Assessment of physiological noise modelling methods for functional imaging of the spinal cord
Highlights
► Physiological noise correction methods for spinal cord fMRI were evaluated. ► Physiological Noise Model was found to outperform Selective Averaging Filter. ► Heart Rate and Respiration Volume Time had a negative impact on the statistics. ► Cardiac and respiratory impulse response functions were not beneficial. ► Pre-whitening in addition to physiological noise correction was advantageous.
Introduction
The spinal cord is the first relay site in the transmission of sensory information from the periphery to the brain (D'Mello and Dickenson, 2008, Willis and Coggeshall, 2003). To allow a more complete understanding of central nervous system processing in health and disease, a non-invasive technique for assessing the function of human spinal cord is desirable. To address this need, functional magnetic resonance imaging (fMRI) of the spinal cord has been developed. Since the publication of the first article on spinal cord fMRI in 1996 (Yoshizawa et al., 1996), there have been more than 50 papers on spinal cord fMRI performed in humans and animals. Spinal cord activation has been observed in cervical and lumbar spinal cord, for stimuli such as touch, vibration, thermal, brush and motor tasks (for review, Giove et al., 2004, Leitch et al., 2010, Stroman, 2005b).

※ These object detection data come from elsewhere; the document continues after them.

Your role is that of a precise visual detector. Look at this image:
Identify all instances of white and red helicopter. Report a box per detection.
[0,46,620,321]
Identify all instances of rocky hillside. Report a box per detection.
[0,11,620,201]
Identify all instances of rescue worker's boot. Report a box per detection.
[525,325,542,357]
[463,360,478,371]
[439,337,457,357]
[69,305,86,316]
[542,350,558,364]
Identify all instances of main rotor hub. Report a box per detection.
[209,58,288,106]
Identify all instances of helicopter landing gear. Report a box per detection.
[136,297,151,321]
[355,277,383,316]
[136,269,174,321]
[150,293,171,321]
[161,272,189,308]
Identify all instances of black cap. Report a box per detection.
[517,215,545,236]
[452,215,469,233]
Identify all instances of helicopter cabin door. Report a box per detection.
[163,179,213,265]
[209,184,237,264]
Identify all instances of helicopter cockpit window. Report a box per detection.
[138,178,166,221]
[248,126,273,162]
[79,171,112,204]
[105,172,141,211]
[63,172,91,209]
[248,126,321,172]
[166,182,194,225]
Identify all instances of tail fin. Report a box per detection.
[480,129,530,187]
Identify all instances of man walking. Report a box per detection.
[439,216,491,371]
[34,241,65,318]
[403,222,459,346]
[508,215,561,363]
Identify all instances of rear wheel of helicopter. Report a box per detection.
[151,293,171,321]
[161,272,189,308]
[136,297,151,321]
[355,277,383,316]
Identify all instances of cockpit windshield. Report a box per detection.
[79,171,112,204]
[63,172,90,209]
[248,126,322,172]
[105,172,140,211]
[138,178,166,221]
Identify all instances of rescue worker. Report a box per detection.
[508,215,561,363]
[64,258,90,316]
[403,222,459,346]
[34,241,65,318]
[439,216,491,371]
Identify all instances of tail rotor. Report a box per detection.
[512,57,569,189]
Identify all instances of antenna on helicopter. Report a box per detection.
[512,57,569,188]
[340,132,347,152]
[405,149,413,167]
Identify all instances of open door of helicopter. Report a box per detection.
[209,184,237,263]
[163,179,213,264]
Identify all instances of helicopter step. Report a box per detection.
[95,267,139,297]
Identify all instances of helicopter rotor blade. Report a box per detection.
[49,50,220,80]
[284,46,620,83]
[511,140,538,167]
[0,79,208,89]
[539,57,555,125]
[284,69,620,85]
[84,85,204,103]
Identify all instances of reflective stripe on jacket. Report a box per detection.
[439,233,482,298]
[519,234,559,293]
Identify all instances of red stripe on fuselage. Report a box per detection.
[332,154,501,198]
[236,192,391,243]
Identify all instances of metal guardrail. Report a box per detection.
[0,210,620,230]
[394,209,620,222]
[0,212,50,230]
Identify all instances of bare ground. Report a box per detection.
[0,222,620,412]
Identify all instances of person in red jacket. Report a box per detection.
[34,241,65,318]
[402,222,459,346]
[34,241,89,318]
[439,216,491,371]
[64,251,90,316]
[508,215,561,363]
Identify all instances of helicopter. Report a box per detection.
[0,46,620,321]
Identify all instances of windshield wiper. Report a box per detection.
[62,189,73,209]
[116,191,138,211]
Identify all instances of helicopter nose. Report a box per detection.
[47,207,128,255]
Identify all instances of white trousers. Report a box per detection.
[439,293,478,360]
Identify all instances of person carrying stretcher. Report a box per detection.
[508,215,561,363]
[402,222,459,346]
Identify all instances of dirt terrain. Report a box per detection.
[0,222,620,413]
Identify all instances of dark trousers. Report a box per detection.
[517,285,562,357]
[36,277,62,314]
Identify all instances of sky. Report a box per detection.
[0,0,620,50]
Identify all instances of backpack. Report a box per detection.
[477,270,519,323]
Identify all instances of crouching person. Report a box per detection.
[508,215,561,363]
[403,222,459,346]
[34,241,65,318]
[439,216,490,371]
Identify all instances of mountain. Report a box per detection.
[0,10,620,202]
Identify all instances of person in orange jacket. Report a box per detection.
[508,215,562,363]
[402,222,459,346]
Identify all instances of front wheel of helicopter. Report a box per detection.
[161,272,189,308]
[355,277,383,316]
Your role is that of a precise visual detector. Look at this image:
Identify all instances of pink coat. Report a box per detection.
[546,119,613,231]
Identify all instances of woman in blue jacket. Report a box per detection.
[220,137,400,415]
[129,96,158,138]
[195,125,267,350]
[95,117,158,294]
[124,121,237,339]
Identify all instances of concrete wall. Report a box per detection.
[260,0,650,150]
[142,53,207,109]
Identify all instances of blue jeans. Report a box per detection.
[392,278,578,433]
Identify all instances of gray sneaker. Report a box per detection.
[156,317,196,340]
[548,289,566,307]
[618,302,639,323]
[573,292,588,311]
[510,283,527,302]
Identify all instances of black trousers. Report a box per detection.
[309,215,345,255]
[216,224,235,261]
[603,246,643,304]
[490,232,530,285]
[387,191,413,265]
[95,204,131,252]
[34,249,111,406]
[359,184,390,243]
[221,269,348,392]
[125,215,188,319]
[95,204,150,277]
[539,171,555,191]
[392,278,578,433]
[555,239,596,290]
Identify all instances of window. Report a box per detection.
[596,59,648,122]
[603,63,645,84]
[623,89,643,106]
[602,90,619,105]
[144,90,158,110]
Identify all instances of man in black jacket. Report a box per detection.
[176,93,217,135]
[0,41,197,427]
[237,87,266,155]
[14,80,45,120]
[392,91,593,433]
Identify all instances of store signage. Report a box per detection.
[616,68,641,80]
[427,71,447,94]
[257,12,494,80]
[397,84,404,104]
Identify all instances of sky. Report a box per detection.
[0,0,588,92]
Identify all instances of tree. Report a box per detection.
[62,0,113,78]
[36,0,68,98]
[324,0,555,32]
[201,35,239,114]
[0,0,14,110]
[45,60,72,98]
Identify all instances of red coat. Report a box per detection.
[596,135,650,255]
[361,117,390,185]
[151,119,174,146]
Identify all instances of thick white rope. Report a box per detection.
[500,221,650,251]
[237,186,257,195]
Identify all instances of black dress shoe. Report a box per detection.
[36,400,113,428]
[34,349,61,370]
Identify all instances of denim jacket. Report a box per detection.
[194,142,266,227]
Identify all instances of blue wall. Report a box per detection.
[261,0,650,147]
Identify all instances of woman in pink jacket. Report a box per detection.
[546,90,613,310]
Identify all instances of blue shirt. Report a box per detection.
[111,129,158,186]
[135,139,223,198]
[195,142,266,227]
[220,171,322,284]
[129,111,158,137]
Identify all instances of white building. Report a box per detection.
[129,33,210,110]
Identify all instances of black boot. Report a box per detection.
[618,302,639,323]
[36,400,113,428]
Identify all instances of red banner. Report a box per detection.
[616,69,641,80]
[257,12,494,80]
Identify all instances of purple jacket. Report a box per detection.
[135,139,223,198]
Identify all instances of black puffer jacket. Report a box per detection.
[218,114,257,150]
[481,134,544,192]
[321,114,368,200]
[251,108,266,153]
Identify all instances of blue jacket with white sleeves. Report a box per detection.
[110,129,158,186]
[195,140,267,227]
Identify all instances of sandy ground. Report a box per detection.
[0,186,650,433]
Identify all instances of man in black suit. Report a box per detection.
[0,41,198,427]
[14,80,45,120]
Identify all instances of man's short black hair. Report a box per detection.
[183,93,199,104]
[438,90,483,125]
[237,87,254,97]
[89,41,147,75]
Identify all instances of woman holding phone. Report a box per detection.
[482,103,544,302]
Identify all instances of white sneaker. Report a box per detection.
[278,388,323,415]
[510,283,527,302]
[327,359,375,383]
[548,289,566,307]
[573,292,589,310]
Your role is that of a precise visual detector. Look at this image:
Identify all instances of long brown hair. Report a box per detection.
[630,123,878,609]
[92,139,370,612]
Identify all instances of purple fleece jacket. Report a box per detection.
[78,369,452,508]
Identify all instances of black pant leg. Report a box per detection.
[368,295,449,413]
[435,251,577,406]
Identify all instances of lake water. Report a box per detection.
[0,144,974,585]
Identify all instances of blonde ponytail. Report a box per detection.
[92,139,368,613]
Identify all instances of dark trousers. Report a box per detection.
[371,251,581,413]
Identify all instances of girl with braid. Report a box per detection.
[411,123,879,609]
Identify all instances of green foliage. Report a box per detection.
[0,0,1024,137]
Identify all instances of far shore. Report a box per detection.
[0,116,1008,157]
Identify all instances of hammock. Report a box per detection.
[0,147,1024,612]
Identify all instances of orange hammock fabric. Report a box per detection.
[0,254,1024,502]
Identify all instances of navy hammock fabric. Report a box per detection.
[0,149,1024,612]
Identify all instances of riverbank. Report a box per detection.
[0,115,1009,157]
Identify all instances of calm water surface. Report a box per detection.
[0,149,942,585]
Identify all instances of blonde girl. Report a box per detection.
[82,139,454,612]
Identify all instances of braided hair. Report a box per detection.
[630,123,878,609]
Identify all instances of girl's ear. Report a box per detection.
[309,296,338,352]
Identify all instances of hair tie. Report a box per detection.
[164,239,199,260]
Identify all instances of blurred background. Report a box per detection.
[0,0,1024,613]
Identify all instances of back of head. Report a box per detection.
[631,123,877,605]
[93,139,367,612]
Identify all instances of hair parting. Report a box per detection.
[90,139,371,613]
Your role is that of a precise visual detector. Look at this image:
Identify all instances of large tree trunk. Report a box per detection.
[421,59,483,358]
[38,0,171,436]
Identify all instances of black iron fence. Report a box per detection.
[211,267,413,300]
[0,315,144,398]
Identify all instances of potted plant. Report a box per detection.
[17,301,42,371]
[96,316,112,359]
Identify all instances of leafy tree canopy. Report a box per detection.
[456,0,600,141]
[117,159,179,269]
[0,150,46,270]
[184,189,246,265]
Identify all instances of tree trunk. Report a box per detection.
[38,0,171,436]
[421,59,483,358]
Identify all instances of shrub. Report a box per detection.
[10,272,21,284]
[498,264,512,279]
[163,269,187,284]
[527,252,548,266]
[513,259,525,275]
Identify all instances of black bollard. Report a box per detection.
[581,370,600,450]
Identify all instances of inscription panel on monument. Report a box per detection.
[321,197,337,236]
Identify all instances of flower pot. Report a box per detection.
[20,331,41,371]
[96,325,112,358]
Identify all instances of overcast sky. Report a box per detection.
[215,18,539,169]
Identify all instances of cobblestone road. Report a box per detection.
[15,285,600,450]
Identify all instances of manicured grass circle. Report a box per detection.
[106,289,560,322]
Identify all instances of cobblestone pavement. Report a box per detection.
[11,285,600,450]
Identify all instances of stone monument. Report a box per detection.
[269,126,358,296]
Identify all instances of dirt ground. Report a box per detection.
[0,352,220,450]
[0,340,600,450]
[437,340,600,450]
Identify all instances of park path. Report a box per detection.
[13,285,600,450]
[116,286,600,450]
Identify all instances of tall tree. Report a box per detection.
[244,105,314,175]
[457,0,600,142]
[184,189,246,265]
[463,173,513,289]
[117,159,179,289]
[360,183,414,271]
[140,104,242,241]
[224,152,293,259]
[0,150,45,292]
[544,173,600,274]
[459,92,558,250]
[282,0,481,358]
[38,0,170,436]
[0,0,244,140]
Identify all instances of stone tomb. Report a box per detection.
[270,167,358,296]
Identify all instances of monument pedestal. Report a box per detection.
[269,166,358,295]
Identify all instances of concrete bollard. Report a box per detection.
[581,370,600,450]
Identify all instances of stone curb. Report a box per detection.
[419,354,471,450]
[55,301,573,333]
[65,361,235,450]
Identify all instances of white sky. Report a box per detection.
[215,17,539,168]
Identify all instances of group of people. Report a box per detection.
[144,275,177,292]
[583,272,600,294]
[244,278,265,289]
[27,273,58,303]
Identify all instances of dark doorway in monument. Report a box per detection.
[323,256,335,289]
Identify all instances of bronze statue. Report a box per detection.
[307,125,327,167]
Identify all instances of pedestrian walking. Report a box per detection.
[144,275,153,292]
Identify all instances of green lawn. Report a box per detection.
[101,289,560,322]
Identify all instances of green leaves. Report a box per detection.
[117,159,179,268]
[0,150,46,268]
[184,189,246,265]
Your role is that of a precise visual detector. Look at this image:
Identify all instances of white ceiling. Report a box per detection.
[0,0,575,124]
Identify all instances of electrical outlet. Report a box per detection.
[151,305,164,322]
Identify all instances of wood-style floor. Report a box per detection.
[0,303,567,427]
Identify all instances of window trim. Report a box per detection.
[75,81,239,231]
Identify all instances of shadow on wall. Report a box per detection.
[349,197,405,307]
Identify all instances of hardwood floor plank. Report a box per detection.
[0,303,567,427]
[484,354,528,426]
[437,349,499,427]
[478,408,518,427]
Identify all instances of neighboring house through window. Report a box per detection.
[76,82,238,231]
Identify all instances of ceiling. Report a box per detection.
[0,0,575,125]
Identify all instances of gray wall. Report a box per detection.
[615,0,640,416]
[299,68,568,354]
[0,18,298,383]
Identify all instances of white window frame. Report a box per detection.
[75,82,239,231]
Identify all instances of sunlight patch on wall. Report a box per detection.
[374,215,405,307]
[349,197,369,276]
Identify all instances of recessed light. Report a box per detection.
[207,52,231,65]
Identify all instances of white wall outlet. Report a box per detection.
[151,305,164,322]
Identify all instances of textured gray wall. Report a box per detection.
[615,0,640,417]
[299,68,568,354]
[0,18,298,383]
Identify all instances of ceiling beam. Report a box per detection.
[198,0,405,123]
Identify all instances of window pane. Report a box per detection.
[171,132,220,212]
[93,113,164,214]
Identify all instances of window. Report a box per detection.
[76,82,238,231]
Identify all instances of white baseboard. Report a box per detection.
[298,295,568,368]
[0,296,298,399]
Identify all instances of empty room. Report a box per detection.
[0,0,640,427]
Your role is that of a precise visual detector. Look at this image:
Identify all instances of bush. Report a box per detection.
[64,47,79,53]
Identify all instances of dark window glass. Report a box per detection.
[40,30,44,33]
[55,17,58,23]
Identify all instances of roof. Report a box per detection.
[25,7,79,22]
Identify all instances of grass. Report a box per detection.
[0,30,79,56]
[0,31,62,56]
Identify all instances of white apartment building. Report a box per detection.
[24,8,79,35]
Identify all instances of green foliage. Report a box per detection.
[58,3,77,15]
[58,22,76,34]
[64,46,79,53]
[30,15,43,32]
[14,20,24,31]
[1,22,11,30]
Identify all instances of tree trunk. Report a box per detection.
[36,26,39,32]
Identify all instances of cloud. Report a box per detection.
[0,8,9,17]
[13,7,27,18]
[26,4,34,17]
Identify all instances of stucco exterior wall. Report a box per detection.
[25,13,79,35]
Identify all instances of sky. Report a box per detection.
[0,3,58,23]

Despite the increasing numbers of spinal cord fMRI studies in the literature, the characteristics of the functional signal is not fully understood (Bouwman et al., 2008, Cohen-Adad et al., 2010, Stroman, 2005a), and reported human data have been inconsistent. Possible reasons for this include: small cord area (~ 1 cm2) producing intrinsically low signal to noise data; magnetic susceptibility differences (at bone/disc interfaces) causing signal loss and image distortion; physiological noise (primarily cardiac and respiratory related) obscuring functional signals; motion and flow artefacts due to cerebrospinal fluid (CSF) pulsation; variability of the results across repeated measurements and lack of a standard coordinate template for group analysis (Leitch et al., 2010, Stroman et al., 2008). One of the key challenges remaining to establish spinal cord fMRI as a routinely applied technique is to adequately account for physiological noise effects when analysing data.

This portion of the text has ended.